Tesla was able to fend off its first autopilot lawsuit2. November 2023
Tesla was able to fend off its first autopilot lawsuit
San Francisco, November 2, 2023
A California jury ruled Tuesday that Tesla was not at fault in a fatal accident in 2019 that reportedly involved its Autopilot system. The lawsuit alleged that Tesla knowingly shipped cars with a faulty Autopilot system, resulting in a fatal accident that killed a Model 3 owner and seriously injured two passengers.

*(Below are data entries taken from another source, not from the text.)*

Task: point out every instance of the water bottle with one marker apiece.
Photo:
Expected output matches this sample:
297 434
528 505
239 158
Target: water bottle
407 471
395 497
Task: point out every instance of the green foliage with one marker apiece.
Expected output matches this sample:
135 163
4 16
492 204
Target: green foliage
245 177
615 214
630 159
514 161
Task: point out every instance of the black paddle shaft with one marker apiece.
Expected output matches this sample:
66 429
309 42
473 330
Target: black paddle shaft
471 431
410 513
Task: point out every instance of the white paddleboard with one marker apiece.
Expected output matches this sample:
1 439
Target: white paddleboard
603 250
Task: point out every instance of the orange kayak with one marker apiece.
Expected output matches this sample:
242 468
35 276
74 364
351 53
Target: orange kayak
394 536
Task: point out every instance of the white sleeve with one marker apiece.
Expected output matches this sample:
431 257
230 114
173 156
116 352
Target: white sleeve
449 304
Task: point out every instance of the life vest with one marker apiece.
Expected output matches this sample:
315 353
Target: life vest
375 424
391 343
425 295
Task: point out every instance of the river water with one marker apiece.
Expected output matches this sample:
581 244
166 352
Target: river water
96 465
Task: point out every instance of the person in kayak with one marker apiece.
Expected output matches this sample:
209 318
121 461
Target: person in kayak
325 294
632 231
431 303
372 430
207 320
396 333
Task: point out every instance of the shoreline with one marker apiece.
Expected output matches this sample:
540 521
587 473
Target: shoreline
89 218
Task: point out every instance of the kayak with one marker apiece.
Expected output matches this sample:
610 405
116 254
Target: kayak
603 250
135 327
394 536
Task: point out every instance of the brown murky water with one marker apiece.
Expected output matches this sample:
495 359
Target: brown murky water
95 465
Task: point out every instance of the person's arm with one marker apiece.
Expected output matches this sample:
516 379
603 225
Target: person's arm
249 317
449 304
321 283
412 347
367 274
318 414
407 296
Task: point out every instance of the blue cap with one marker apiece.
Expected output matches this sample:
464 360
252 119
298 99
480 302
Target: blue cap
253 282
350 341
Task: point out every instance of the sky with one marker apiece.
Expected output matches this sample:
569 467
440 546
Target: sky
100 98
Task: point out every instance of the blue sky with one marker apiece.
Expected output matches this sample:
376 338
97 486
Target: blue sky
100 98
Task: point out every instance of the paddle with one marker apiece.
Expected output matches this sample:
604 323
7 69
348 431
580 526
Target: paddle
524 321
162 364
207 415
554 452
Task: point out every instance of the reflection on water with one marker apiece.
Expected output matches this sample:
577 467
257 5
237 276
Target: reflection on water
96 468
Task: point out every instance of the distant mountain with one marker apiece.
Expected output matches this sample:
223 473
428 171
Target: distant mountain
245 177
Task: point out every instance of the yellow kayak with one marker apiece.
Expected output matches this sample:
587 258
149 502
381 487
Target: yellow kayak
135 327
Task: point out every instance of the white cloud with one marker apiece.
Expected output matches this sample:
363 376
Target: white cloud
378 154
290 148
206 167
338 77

According to the lawsuit, 37-year-old Micah Lee was driving his Tesla Model 3 at 65 miles per hour on a Los Angeles highway when it suddenly made a turn, crashed into a palm tree and caught fire, resulting in his death.
Lee’s estate and two surviving relatives filed a $400 million lawsuit against Tesla, alleging that the company sold Lee faulty “experimental” software in its 2019 Model 3, which was supposedly capable of fully autonomous driving.
Tesla attributed the crash to human error and argued there was no clear evidence that Autopilot was active during the accident.
The jury made a 9-3 decision in favor of Tesla and found that there was no software error.
It is Tesla’s first autopilot lawsuit resulting in death. The result is expected to set a precedent for future trials of the company’s semi-autonomous driving technology.